Helpdesk - 1.2 installation of Windows

In this lesson, Wissam Bennaceur walks through installing Windows from a bootable USB key, the most common method used in a helpdesk job. A bootable USB key is simply a flash drive that contains a Windows ISO image arranged in such a way that the computer can start (boot) from it and launch the Windows installer. You insert the key, change the boot order at startup, and the installer takes over instead of the existing operating system.

Preparing the USB key with Rufus

The tool used to write the ISO onto the key is Rufus, a small free utility that turns any USB stick into a bootable installer. You need a USB key of at least 5 GB (a 32 GB key is used in the demo), and you should know that the key will be reformatted, so move any important file off it first. The lesson opens a Google search, clicks the first result for the official Rufus website, downloads Rufus 3.10, and runs the installer.

Once Rufus is open, the key is plugged in, the device dropdown is set to the USB stick, and the source is set to Disk image (ISO) with the Windows ISO selected. The volume label is renamed (for example to boot), and clicking Start confirms the format warning and begins writing the image. When Rufus finishes, you close it, unplug and re-plug the key, then restart the computer.

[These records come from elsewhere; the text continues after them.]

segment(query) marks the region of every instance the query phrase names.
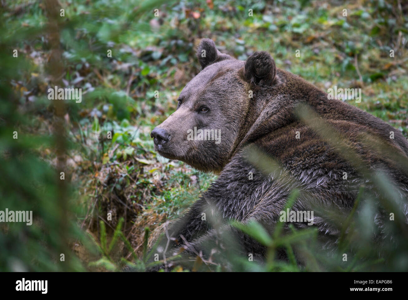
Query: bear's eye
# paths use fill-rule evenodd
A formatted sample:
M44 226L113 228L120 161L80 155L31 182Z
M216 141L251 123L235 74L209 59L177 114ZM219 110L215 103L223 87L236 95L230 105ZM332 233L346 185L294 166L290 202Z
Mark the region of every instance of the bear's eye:
M177 108L180 107L180 105L181 105L182 103L183 103L183 100L182 99L179 99L177 100Z

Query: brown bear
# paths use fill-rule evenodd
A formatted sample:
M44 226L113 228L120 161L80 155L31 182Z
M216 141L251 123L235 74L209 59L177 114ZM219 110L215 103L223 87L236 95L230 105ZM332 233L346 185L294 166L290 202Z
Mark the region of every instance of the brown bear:
M242 61L204 39L197 55L202 70L151 136L160 155L218 176L171 227L155 250L159 256L182 249L208 259L215 249L229 251L222 241L231 238L239 245L233 252L262 260L265 247L229 222L254 220L273 232L294 189L299 193L291 209L315 213L294 225L311 223L335 244L339 231L326 209L346 218L362 185L384 197L370 175L380 170L395 184L408 216L408 142L398 130L277 68L267 52ZM380 228L387 214L376 215Z

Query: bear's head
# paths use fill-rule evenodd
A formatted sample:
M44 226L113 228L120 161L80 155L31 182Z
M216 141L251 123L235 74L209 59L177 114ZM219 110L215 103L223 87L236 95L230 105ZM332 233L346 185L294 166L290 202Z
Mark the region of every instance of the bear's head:
M202 70L183 89L176 111L151 133L155 150L201 171L220 171L250 127L254 91L276 80L273 59L256 52L246 62L221 53L202 40Z

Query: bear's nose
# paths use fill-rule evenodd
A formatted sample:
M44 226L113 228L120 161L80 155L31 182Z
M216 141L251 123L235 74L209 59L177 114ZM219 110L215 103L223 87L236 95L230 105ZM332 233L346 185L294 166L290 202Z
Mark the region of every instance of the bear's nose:
M169 133L164 129L156 128L150 133L150 137L155 145L162 146L169 140Z

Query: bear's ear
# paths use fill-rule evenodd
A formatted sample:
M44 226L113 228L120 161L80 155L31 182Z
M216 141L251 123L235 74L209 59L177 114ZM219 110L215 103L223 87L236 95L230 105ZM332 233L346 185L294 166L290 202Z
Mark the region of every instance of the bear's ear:
M201 40L197 48L197 55L202 69L214 62L231 59L228 54L218 51L215 47L214 41L209 38L203 38Z
M245 62L244 76L253 85L271 85L275 79L275 61L265 51L257 51Z

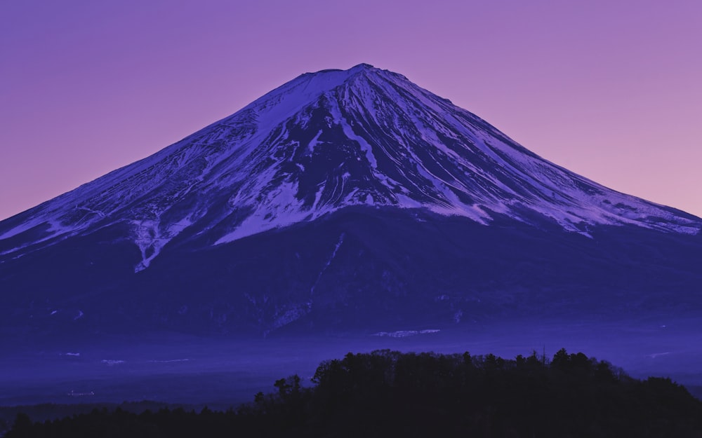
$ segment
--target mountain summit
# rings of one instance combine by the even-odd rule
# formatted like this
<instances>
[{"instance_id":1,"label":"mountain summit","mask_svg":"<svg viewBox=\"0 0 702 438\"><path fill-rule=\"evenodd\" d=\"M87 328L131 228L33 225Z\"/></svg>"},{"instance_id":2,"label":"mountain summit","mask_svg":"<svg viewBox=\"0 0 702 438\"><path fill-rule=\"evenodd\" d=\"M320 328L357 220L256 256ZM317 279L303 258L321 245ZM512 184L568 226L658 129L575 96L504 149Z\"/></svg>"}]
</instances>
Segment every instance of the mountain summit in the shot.
<instances>
[{"instance_id":1,"label":"mountain summit","mask_svg":"<svg viewBox=\"0 0 702 438\"><path fill-rule=\"evenodd\" d=\"M395 240L387 240L388 226L398 233ZM439 228L452 235L436 234ZM466 307L460 303L478 299L481 282L491 281L491 290L507 287L499 273L490 280L459 272L457 263L484 255L475 252L475 236L494 235L484 245L498 246L512 238L521 245L509 250L513 255L531 250L525 242L533 238L525 236L534 233L557 235L548 241L558 247L590 248L597 240L612 249L597 230L696 242L701 228L699 218L571 172L404 76L362 64L303 74L148 158L0 222L0 281L4 291L31 291L48 303L47 312L70 307L80 317L79 308L88 304L77 296L128 289L152 302L167 288L183 303L161 306L157 313L166 316L142 306L152 312L147 319L171 324L194 308L220 327L234 316L270 331L308 315L315 303L348 306L339 298L348 291L325 278L336 272L336 280L361 282L359 270L369 263L359 290L381 287L390 295L380 308L392 307L390 296L411 295L415 286L403 275L414 270L408 258L420 251L453 254L437 272L423 265L430 273L420 283L445 297L435 301L446 301L458 320ZM397 242L408 239L416 249L403 252ZM352 250L334 271L343 244ZM258 261L243 261L251 256ZM208 271L214 266L220 271ZM545 263L546 271L555 268ZM48 275L51 284L29 273L44 270L63 273ZM275 282L264 278L274 272ZM578 283L569 275L569 284ZM180 280L170 284L174 276ZM53 291L57 285L62 292ZM321 289L331 295L320 299ZM212 296L197 302L203 290ZM459 293L467 290L470 298ZM147 299L124 299L132 308ZM216 310L223 302L225 309Z\"/></svg>"}]
</instances>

At boot, you press the boot menu key (often F2, F12, Esc or Del depending on the manufacturer) and pick the entry labelled USB Hard Drive. The Windows installer launches: you click Install now, enter a product key (or click I don't have a product key), choose the edition such as Windows 10 Pro, accept the license, select Custom install, pick the target disk and continue. Windows then copies the files and reboots. The first-run setup follows: region (France in the demo), keyboard layout (AZERTY French), and the choice between personal or organization use; an organization account or local account is created, a password and a security question are set, and Cortana plus optional telemetry can be enabled. After a few more configuration screens, Windows finishes installing and the desktop appears, ready to use.